Doping induced mixed polytypic interfaces of MoS2 for superior electrocatalytic hydrogen evolution

Metallic 1Tphase of MoS2 is desirable for accelerating electrochemical hydrogen generation from water due to its excellent electrical conductivity. However, it is challenging to synthesize stable 1T-MoS2 on a large scale using conventional chemical or physical routes. Here in, we report highly durable Mn-doping assisted in-plane 1T/2H mixed phases of MoS2 synthesized by a simple one-step hydrothermal method. The Mn-doping not only results in a favourable electronic modification in the host lattice but also in a structural evolution from 2H (trigonal prismatic) to 1T (octahedral) phase through sulfur-plane gliding with additional defects. The 1T/2H interfaces exhibit more active sites for hydrogen evolution reaction (HER) than its bulk 2H-counterpart.
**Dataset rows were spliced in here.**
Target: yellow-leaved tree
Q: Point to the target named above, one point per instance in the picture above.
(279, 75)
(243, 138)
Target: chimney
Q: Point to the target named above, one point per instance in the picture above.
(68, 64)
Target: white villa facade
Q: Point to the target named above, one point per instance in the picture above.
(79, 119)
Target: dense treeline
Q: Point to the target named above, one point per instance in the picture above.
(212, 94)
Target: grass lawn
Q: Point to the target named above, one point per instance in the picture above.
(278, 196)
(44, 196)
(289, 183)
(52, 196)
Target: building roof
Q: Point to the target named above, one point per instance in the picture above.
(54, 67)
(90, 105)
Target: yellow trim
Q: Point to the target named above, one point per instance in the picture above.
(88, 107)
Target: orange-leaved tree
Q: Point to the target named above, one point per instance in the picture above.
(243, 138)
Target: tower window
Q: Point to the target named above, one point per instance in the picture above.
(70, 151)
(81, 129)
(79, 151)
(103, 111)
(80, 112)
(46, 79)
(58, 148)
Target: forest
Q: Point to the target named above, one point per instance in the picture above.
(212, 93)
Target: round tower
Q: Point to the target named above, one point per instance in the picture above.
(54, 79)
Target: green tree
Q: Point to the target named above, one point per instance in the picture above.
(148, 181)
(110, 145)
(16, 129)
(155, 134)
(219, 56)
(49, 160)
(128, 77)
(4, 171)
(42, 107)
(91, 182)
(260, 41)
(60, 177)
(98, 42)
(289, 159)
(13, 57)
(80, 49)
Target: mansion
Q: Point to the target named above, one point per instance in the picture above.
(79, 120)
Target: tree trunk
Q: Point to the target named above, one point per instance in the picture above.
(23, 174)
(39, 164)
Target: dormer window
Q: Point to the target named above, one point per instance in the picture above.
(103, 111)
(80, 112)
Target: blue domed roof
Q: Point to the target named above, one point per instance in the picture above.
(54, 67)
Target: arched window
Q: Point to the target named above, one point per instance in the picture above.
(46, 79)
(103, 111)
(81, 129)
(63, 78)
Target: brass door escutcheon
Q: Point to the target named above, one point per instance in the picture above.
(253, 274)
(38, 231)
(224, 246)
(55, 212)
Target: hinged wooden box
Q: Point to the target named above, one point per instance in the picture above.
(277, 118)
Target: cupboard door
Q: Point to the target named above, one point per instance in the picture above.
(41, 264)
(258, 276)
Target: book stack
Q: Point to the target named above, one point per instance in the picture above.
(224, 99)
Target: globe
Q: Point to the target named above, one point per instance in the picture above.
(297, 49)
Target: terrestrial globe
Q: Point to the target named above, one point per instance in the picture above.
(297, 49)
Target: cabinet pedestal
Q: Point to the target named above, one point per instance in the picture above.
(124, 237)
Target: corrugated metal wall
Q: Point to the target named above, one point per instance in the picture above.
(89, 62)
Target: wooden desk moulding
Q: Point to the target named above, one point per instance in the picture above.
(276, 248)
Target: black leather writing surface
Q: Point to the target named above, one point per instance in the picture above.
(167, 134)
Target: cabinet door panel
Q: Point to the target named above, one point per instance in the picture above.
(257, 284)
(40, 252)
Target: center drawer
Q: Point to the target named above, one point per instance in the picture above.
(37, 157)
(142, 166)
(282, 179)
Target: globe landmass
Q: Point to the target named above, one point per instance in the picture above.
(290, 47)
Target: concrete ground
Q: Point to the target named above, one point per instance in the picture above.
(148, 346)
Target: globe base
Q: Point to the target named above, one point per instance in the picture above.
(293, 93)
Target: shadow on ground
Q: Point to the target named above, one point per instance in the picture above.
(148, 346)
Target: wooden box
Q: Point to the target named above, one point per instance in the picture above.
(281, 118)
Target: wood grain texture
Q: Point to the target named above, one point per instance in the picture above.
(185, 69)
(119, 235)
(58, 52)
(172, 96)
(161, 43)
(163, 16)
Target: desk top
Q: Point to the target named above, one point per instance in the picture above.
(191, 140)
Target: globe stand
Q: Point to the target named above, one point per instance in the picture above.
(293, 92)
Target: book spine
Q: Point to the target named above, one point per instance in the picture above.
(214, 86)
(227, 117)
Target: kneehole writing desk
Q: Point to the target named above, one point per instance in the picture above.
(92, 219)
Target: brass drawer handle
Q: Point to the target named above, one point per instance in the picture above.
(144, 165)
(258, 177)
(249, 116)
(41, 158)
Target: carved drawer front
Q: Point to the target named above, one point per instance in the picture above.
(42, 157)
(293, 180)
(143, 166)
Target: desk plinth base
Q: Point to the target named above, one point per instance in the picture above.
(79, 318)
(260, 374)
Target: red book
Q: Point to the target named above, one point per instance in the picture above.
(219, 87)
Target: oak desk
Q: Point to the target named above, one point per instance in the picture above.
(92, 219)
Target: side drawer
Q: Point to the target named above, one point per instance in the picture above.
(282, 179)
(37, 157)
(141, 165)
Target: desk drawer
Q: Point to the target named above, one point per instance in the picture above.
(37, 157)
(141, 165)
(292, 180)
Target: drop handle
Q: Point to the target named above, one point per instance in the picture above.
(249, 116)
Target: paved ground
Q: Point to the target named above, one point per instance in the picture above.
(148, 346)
The developed electrode shows relatively low overpotential of 95 mV at a current density of 10 mA/cm2 and a low Tafel slope of 72 mV/dec in 0.5 M H2SO4. In addition, Density Functional Theory based calculations also support that Mn-doping in pristine 2H-MoS2 encourages a structural phase separation. Locally hybridized d-orbital’s of Mn induce the formation of 2H/1T interfaces. It results in the delocalization of electrons, and thus facilitates the hydrogen adsorption and desorption process, better than the 2H phase.